Furniture builders who distress wood have their own sets of tricks. We've seen bike chains, bottlecaps, and even beloved, uniquely-shaped rocks all used to bang antique-looking dents into tabletops and the like. But how about getting accidental dents out of a wood surface? Or even mis-drilled holes? There is a pretty magical way to fix them. Use a steamer.
For a video demonstration of how to do this, we look to woodworking expert and addict Izzy Swan, the maniac who figured out how to turn wooden balls using a circular saw. In the video below, Swan demonstrates how to take an average, $20 steamer and use it to apply steam for a few minutes to screw holes in wood. After steaming, he lets the board dry for about 30 minutes and quite incredibly, the holes are practically non-existent.

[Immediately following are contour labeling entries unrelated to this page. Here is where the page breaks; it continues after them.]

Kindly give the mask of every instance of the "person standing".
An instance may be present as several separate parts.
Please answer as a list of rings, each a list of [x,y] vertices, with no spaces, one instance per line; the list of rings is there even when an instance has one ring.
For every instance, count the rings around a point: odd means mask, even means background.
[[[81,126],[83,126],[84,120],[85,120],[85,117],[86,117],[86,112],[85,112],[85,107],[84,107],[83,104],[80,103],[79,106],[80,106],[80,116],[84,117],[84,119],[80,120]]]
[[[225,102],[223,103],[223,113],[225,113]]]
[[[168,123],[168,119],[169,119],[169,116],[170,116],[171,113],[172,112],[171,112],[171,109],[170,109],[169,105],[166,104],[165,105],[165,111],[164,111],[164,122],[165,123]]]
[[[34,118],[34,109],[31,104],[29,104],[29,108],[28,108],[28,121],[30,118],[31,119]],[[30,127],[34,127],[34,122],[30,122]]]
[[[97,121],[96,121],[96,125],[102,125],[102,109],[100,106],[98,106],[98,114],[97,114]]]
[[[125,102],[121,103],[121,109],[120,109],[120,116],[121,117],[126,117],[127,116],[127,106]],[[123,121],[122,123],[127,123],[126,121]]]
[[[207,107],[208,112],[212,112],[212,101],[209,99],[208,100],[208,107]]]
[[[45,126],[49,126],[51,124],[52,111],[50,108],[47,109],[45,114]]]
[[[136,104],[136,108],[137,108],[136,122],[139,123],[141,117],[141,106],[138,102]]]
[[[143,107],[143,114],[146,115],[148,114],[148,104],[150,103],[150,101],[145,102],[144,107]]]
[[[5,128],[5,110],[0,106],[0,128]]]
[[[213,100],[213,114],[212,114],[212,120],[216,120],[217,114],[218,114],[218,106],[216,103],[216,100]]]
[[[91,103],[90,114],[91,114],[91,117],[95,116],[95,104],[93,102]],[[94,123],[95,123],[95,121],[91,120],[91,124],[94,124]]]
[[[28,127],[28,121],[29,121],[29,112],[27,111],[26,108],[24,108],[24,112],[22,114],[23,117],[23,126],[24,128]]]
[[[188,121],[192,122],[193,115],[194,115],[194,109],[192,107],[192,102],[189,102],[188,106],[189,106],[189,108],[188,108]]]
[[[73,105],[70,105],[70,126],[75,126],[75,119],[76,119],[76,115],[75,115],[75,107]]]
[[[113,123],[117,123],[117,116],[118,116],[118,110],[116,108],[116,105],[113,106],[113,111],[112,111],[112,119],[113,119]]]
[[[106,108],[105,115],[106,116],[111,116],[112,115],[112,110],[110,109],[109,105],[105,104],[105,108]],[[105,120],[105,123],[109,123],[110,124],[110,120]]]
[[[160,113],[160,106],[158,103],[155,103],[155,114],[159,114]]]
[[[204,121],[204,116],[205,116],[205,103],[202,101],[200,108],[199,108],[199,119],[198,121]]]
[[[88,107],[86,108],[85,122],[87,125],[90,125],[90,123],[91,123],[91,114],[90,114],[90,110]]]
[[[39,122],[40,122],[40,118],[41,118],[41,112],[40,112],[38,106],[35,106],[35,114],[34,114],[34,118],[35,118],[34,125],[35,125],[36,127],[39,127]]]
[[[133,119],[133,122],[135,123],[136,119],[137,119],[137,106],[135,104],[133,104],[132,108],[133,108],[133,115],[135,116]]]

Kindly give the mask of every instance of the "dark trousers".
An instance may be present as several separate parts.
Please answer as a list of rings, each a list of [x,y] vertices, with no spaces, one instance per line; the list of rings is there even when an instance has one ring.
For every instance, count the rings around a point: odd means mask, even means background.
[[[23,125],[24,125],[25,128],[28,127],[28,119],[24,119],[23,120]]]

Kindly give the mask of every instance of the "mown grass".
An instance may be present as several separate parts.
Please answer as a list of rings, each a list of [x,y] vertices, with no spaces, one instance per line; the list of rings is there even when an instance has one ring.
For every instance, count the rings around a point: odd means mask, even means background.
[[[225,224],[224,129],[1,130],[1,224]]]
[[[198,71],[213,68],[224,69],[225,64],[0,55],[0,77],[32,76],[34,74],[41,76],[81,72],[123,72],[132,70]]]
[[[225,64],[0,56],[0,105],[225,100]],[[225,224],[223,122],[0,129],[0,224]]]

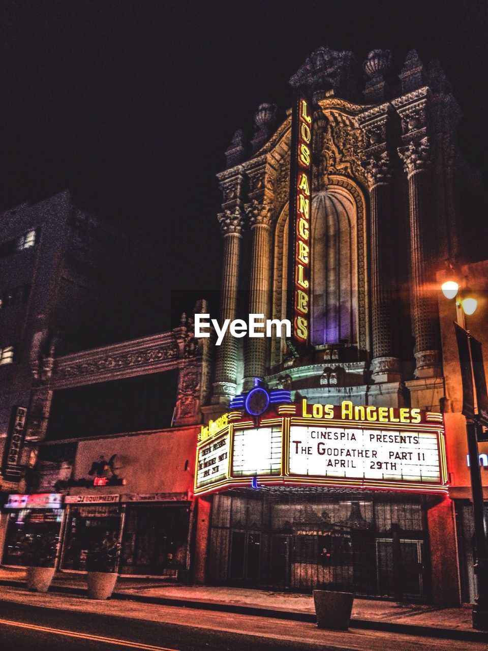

He also shows how you can remove dents in wood by applying a damp rag to the dent and then running a hot iron over it for only two minutes.
Now, why does this process work?
Well with dents specifically, the wood fibers have been compressed and crushed, by something heavy... often a hammer, or anything hard that has fallen on the wood.
As we've written about in other posts, moisture plays a large role in how wood moves and lasts. Wood cells are filled with mostly water. And although some water can be removed by drying processes water, nonetheless, remains within the cell walls. How much water is lost depends on the surrounding humidity around the wood.
So if the humidity rises, the moisture content of the wood also rises and the wood expands. And steam (which will greatly increase the surrounding humidity) is what helps the compressed fibers of dented wood return to their original shape. The wood fibers swell with moisture. It will not go back exactly to what it was, as there may be some tearing of the fibers. Woodworkers are advised to repeat the iron/steam process until the dent is removed. And in those cases where you're still not satisfied after repeated steaming, then maybe it's time to turn to putty or waxes or other fillers.
Holes are probably more likely to have ripped some of the wood fibers, so in the case of mistakes in drilling there is only so much steam can do. The process does close up the hole significantly but as Swan notes in the video above, you may need to finish it off with a filler. He uses glue, then after it dries, finishes it with a light sanding.
After sanding, you might want to touch it up with a wax or light stain to visually minimize any remnant of dent or hole.
Of course it's important to only try these steaming techniques on untreated wood! Any finish or veneer will be ruined by the steam.